Fan Fury Forced These TV Shows to Bring Back Beloved Characters
TV has a bad habit of killing off fan favorites—then resurrecting them. From the blue-collar saga of Roseanne to other comeback shockers, these walk-backs rewrote prime time.
TV loves a dramatic exit almost as much as it loves a dramatic undo. Kill a character, write them off, grab the headlines — and then, when the mood (or the ratings) shift, quietly hit the reset button. A few big shows have done exactly that, some within a season, some years later.
Roseanne rewrites its own ending, then becomes The Conners
Quick refresher: the original Roseanne ran on ABC from 1988 to 1997 and followed the Conners — Roseanne (Roseanne Barr), her husband Dan (John Goodman), her sister Jackie (Laurie Metcalf), and the kids: Darlene (Sara Gilbert), Becky (played over the years by both Lecy Goranson and Sarah Chalke), and D.J. (Michael Fishman). In the series finale, Dan died. Brutal.

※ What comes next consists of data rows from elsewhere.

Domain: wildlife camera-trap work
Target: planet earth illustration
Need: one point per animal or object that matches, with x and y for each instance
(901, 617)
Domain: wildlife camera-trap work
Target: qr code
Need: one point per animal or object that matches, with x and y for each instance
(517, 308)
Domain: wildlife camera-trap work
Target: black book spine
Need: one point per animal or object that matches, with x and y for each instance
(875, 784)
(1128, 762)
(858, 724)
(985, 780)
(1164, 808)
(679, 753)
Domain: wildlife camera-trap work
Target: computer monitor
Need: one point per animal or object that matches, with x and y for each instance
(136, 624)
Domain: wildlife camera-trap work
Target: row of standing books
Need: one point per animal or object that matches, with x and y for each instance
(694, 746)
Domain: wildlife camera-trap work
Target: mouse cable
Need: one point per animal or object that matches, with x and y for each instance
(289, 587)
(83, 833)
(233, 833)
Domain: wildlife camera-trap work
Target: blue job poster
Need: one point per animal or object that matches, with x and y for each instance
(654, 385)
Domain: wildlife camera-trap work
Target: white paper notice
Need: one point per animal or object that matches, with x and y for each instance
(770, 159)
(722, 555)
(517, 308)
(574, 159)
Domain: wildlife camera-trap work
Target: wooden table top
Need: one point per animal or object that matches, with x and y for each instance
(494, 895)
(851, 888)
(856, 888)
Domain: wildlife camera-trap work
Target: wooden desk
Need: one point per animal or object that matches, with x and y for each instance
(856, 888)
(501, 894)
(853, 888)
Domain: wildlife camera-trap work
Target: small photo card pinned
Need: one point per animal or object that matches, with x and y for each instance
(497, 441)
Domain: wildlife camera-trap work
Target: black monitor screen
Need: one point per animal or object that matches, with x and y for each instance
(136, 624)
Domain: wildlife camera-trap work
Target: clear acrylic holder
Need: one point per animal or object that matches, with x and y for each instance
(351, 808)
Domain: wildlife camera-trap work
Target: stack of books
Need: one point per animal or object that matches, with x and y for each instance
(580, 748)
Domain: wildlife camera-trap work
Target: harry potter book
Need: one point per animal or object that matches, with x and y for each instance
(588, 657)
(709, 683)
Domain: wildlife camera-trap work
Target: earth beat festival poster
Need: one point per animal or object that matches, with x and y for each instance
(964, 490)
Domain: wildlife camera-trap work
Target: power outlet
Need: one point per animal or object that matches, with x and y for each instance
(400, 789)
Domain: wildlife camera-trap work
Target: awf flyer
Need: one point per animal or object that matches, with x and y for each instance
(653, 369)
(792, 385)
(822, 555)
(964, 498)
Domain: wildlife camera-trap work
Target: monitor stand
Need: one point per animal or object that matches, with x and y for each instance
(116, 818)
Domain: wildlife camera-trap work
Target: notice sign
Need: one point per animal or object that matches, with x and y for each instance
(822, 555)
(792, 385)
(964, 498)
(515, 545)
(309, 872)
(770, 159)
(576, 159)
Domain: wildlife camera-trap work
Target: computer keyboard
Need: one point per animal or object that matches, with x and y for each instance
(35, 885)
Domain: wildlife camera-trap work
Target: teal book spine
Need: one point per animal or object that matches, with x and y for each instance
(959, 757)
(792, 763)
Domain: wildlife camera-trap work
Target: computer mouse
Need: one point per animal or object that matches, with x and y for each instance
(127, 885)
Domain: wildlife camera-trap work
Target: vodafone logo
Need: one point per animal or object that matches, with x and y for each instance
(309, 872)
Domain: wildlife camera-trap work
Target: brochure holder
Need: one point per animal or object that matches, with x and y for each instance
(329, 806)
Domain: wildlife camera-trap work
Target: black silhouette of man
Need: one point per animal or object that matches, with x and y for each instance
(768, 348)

Fast-forward to the 2018 revival. To bring the show back, the writers basically wiped that ending off the board and called Dan’s death a dream. At the time, Goodman told reporters at the Television Critics Association that the fix felt like a smart, efficient cleanup — get in, get it handled, move on.
Then came the real-world twist: ABC canceled the revival after Barr’s controversial social media posts. The network retooled the whole thing as The Conners, a spinoff that kept the family but moved on without Barr entirely.
Fear the Walking Dead kills Madison... then unkills Madison
Over on AMC ’s Fear the Walking Dead, Kim Dickens’ Madison was a core character — until the show killed her off in 2018, mid-season finale of season 4. Dickens talked at the time about how shocking and disappointing it was to be written out, even if the genre practically puts a skull-and-crossbones on everybody’s head by default.
'Basically, the message is, no one’s safe. And these kinds of deaths will ultimately propel the story of the other characters into other places.'
And yet, after four years of sticking to that twist, the series brought Dickens back in 2022. So yes, in the zombie apocalypse, death is a revolving door if the show decides it needs you again.
Other famous walk-backs and almost-walk-backs
- Gates McFadden (Star Trek: The Next Generation) — Introduced in season 1 as Dr. Beverly Crusher, she was written out for season 2 and replaced by Diana Muldaur as Dr. Katherine Pulaski. Muldaur exited after that single season, and McFadden returned in season 3 thanks to fan demand.
- Patrick Duffy (Dallas) — Bobby Ewing debuted with the show in 1978, was killed off, and Duffy left for a year. Viewer backlash did its thing, and Bobby reappeared with the explanation that his death (and a chunk of story) had been a dream.
- John Goodman (Roseanne) — To make the 2018 revival work, Dan Conner’s death was retconned away as a dream, with any clashing bits waved off accordingly. See above for the dominoes that fell after that.
- Tom Selleck (Magnum P.I.) — Thomas Magnum was nearly written off permanently at the end of season 7. The show reversed course, kept him alive, and wrapped things up in an eighth and final season instead.
The pattern is pretty clear: on TV, nothing is truly final if audience reaction — or a new creative direction — says otherwise. Dreams, retcons, surprise returns... if a character moves the needle, there is always a trapdoor back to the stage.